Now, the necessary scientific data is available to identify fluids compatible with the metallurgies determined to produce fluids and gases unique to an HP/HT well. This identification is significant because every well has its own fingerprint of corrosive gases, temperature, and other characteristics that contribute to the corrosive potential of the completion system. As Figure 2 illustrates, a given combination of tubing and fluid that works in one instance could fail in another set of well conditions.

New options

The CRF program uses key parameters such as bottomhole temperature, CO2 and H2S concentrations, required fluid densities, specific metallurgy of the tubing, anticipated stresses on the tubing and several other factors. The output is a cracking susceptibility index (CSI) that indicates how well the fluid/metallurgy combination performed under simulated well conditions in the testing phase.

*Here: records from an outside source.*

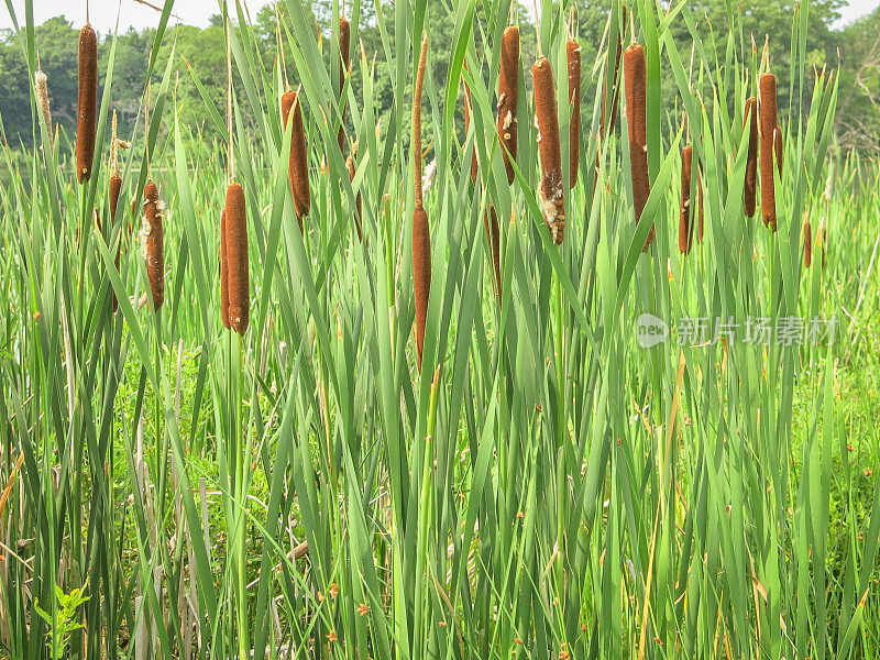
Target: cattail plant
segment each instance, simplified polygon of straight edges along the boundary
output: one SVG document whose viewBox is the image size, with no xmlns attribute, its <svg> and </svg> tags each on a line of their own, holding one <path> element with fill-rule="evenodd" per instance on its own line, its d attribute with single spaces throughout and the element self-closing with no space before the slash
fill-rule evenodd
<svg viewBox="0 0 880 660">
<path fill-rule="evenodd" d="M 228 191 L 227 191 L 228 193 Z M 227 258 L 227 208 L 220 213 L 220 320 L 223 328 L 229 324 L 229 261 Z"/>
<path fill-rule="evenodd" d="M 681 204 L 679 206 L 679 252 L 691 253 L 692 213 L 691 213 L 691 167 L 693 166 L 694 147 L 690 144 L 681 150 Z"/>
<path fill-rule="evenodd" d="M 240 184 L 232 183 L 227 188 L 227 204 L 220 223 L 223 233 L 220 238 L 220 250 L 221 255 L 226 251 L 227 263 L 229 328 L 239 334 L 244 334 L 248 330 L 251 297 L 248 273 L 248 213 L 244 189 Z M 222 286 L 222 270 L 220 283 Z"/>
<path fill-rule="evenodd" d="M 349 180 L 354 180 L 354 158 L 358 157 L 358 143 L 355 142 L 354 147 L 351 150 L 351 154 L 345 160 L 345 167 L 349 169 Z M 354 210 L 354 228 L 358 230 L 358 240 L 363 241 L 364 234 L 361 228 L 361 193 L 358 193 L 358 198 L 354 202 L 355 210 Z"/>
<path fill-rule="evenodd" d="M 282 96 L 282 116 L 284 125 L 293 118 L 293 134 L 290 138 L 290 163 L 288 178 L 290 194 L 294 197 L 294 209 L 302 231 L 302 218 L 308 215 L 311 204 L 309 196 L 309 166 L 308 150 L 306 146 L 306 129 L 302 124 L 302 109 L 299 102 L 299 91 L 288 90 Z"/>
<path fill-rule="evenodd" d="M 146 277 L 153 309 L 158 311 L 165 302 L 165 246 L 162 229 L 164 205 L 158 198 L 158 186 L 147 182 L 144 186 L 144 223 L 142 228 Z"/>
<path fill-rule="evenodd" d="M 750 97 L 746 100 L 746 130 L 749 132 L 748 153 L 746 155 L 746 186 L 745 206 L 746 215 L 755 216 L 758 198 L 758 99 Z"/>
<path fill-rule="evenodd" d="M 629 168 L 632 180 L 632 205 L 636 210 L 636 223 L 641 220 L 641 212 L 651 193 L 648 177 L 648 118 L 646 106 L 646 64 L 645 48 L 632 42 L 624 51 L 624 91 L 626 94 L 626 118 L 629 131 Z M 651 226 L 645 241 L 642 252 L 647 252 L 653 241 L 654 231 Z"/>
<path fill-rule="evenodd" d="M 627 10 L 626 6 L 622 6 L 622 19 L 620 24 L 626 25 L 626 18 L 627 18 Z M 610 16 L 608 16 L 608 21 L 610 21 Z M 617 48 L 615 51 L 614 56 L 614 75 L 613 75 L 613 88 L 612 88 L 612 99 L 610 99 L 610 107 L 608 110 L 610 111 L 606 121 L 605 108 L 608 105 L 608 78 L 607 76 L 603 77 L 602 80 L 602 114 L 600 116 L 598 121 L 598 145 L 596 146 L 596 165 L 595 172 L 593 173 L 593 195 L 596 193 L 596 185 L 598 184 L 598 170 L 602 166 L 602 141 L 608 134 L 608 131 L 614 130 L 614 125 L 617 123 L 617 106 L 620 99 L 620 88 L 618 86 L 618 79 L 620 77 L 620 57 L 624 54 L 624 31 L 619 28 L 616 29 L 617 33 Z"/>
<path fill-rule="evenodd" d="M 767 55 L 765 54 L 765 58 Z M 769 70 L 760 78 L 761 216 L 765 227 L 777 230 L 777 197 L 773 182 L 773 133 L 777 129 L 777 77 Z"/>
<path fill-rule="evenodd" d="M 91 174 L 95 156 L 95 119 L 98 111 L 98 37 L 91 25 L 79 31 L 79 81 L 76 131 L 76 178 Z"/>
<path fill-rule="evenodd" d="M 620 7 L 620 24 L 626 25 L 627 20 L 627 9 L 626 4 Z M 614 129 L 614 124 L 617 123 L 617 107 L 620 101 L 620 88 L 617 86 L 617 80 L 620 76 L 620 57 L 624 53 L 624 30 L 617 30 L 617 48 L 614 55 L 614 89 L 612 91 L 612 103 L 610 103 L 610 114 L 608 117 L 609 121 L 606 123 L 605 121 L 605 103 L 608 100 L 608 90 L 607 90 L 607 78 L 602 82 L 602 116 L 600 119 L 600 135 L 602 139 L 605 139 L 607 135 L 606 131 L 608 127 Z"/>
<path fill-rule="evenodd" d="M 703 177 L 700 174 L 700 166 L 696 168 L 696 239 L 703 241 Z"/>
<path fill-rule="evenodd" d="M 117 136 L 117 111 L 113 110 L 113 119 L 110 129 L 110 182 L 108 184 L 110 197 L 110 226 L 116 227 L 117 207 L 119 206 L 119 194 L 122 191 L 122 177 L 119 176 L 119 147 L 128 148 L 129 144 Z M 117 246 L 117 271 L 119 271 L 119 258 L 122 252 L 122 232 Z M 116 292 L 112 293 L 113 311 L 119 309 L 119 300 Z"/>
<path fill-rule="evenodd" d="M 492 257 L 493 279 L 495 284 L 495 295 L 501 302 L 502 299 L 502 260 L 501 260 L 501 227 L 498 226 L 498 213 L 495 206 L 488 205 L 483 216 L 483 223 L 486 227 L 486 238 L 488 239 L 490 255 Z"/>
<path fill-rule="evenodd" d="M 345 76 L 349 73 L 351 65 L 351 56 L 349 54 L 351 42 L 351 25 L 349 21 L 342 16 L 339 19 L 339 112 L 342 117 L 339 124 L 339 151 L 343 152 L 345 146 L 345 99 L 342 96 L 342 89 L 345 87 Z"/>
<path fill-rule="evenodd" d="M 36 91 L 36 102 L 40 106 L 40 117 L 43 119 L 43 127 L 46 129 L 46 136 L 48 138 L 48 148 L 52 151 L 52 112 L 48 108 L 48 78 L 40 68 L 34 73 L 34 90 Z"/>
<path fill-rule="evenodd" d="M 777 125 L 773 129 L 773 155 L 777 158 L 777 169 L 779 169 L 779 176 L 782 177 L 782 155 L 784 153 L 784 147 L 782 144 L 782 129 Z"/>
<path fill-rule="evenodd" d="M 425 323 L 428 318 L 428 297 L 431 292 L 431 233 L 428 213 L 421 197 L 421 89 L 425 84 L 425 61 L 428 56 L 428 35 L 421 37 L 416 88 L 413 98 L 413 185 L 416 208 L 413 211 L 413 280 L 416 298 L 416 354 L 419 370 L 425 351 Z"/>
<path fill-rule="evenodd" d="M 574 38 L 565 42 L 569 72 L 569 188 L 578 183 L 578 161 L 581 151 L 581 46 Z"/>
<path fill-rule="evenodd" d="M 557 245 L 565 238 L 565 195 L 562 183 L 562 156 L 559 147 L 559 119 L 553 72 L 547 57 L 531 67 L 535 82 L 535 119 L 538 127 L 538 152 L 541 156 L 541 183 L 538 197 L 543 219 Z"/>
<path fill-rule="evenodd" d="M 516 106 L 519 99 L 519 28 L 508 25 L 502 34 L 501 72 L 498 74 L 498 138 L 502 141 L 504 167 L 507 183 L 514 183 L 516 161 L 517 120 Z"/>
<path fill-rule="evenodd" d="M 468 70 L 468 63 L 464 63 L 464 70 Z M 464 80 L 463 80 L 464 81 Z M 471 130 L 471 112 L 473 106 L 471 103 L 471 87 L 464 81 L 464 134 Z M 480 168 L 480 160 L 476 155 L 476 138 L 474 136 L 473 151 L 471 152 L 471 180 L 476 183 L 476 173 Z"/>
</svg>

The CSI is provided on a scale of 0 to 100, with values of below 25 indicating combinations that are acceptable for the conditions given. A CSI value of 0 indicates that the fluid/tubing combination experienced no cracking in the research testing, while a CSI of 24 indicates that although no cracking was observed, some localized corrosion or pitting was seen. CSI values of above 25 indicate that for the given well conditions cracks were observed during testing, and the combination would not be recommended for the well conditions.

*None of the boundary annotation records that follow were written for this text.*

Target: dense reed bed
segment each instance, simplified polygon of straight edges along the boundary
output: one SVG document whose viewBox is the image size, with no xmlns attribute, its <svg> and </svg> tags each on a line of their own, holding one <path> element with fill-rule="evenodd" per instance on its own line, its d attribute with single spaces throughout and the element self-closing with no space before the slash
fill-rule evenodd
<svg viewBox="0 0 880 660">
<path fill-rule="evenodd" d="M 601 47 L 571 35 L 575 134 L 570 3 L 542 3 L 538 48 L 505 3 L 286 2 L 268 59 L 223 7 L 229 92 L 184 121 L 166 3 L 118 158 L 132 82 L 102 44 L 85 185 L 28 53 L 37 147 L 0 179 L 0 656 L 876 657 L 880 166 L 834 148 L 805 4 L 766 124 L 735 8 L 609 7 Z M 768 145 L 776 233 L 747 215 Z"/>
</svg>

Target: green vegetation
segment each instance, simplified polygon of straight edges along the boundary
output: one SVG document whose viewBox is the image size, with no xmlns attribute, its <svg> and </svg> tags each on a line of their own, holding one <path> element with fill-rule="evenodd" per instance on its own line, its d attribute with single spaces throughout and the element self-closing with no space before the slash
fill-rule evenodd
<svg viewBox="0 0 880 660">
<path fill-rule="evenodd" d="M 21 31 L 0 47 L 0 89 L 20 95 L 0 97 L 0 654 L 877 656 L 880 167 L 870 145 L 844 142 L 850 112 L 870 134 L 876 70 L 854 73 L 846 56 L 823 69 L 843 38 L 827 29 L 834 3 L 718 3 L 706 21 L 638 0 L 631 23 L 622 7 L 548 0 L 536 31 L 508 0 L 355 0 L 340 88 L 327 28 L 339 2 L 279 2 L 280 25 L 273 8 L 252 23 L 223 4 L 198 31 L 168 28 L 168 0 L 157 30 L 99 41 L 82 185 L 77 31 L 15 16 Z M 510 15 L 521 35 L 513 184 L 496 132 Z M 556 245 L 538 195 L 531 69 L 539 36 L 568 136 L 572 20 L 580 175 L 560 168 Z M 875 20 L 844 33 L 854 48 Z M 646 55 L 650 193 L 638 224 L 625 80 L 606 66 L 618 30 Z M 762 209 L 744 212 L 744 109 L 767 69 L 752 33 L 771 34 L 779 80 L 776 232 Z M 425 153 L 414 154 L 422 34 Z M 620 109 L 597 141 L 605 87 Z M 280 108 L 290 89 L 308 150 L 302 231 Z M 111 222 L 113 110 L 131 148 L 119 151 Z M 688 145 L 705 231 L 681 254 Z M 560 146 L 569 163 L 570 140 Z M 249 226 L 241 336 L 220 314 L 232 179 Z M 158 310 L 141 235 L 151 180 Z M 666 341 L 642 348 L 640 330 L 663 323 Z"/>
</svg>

These evaluations can be done in minutes with a CSI value provided for each combination of materials considered for the well. In this way, a completion design can be evaluated quickly with all options of fluid/tubing combinations being considered technically and economically.
The company also provides quality control during fluid procurement and delivery to assure that the fluid pumped into the well is as ordered. It is the chemistry of the fluid in the annulus that determines the potential for corrosion issues. So it is vital that effective QA/QC measures are taken to ensure that fluid chemistry is not compromised.

South Texas corrosion issues

In 2004, a South Texas gas producer acquired several HP/HT >350ºF (>176.5°C) wells. Initial evaluation of the wells found several to have corroded and cracked production tubing. Completion records indicated that these wells had packer fluids that were not properly matched with the chrome metallurgy in the wells. The company reviewed the completions using its CRF software.

Review of the well data indicated that mismatched fluids and additives had indeed been
Figure 2. A given combination of tubing and fluid that works in one instance could fail in another set of well conditions.
applied to the chrome tubing in some of the wells. These concerns were borne out during workover operations, as the company found numerous instances of stress corrosion cracking of the tubing and couplings. Recompletions were designed for these wells using information generated by the CRF program. Subsequently, the wells were successfully recompleted and restored to production.

Automated well design lowers cost

The company evaluated the completion design of a deep, hot gas well for a Gulf Coast offshore operator. The operator had selected a tubing metallurgy that he believed would require a pure calcium bromide packer fluid given the very harsh conditions of the well. Analysis generated three fluid choices that had an acceptable CSI.

As expected, calcium bromide had a CSI of 0 but calcium chloride, with an appropriate package of inhibitors and at a slightly lower density <.3 ppg, had a CSI of 4, while sodium bromide had a CSI of 7. Given that all three fluids evaluated were acceptable for the well, the operator was able to make a sound economic choice to use calcium chloride with the assurance that it would not create corrosion problems, while saving more than 70% of the cost of calcium bromide.

Changing the design sequence

Operators now have the opportunity to maximize the technical viability of wells while minimizing the cost of materials.

The evaluation can be done in minutes. This capability changes the traditional timing sequence of selecting tubing early in the process and making the fluid decision at much later date. Making the tubing/ fluid choices at this earlier point gives the operator all of the available options to design a technically sound completion at the lowest possible cost.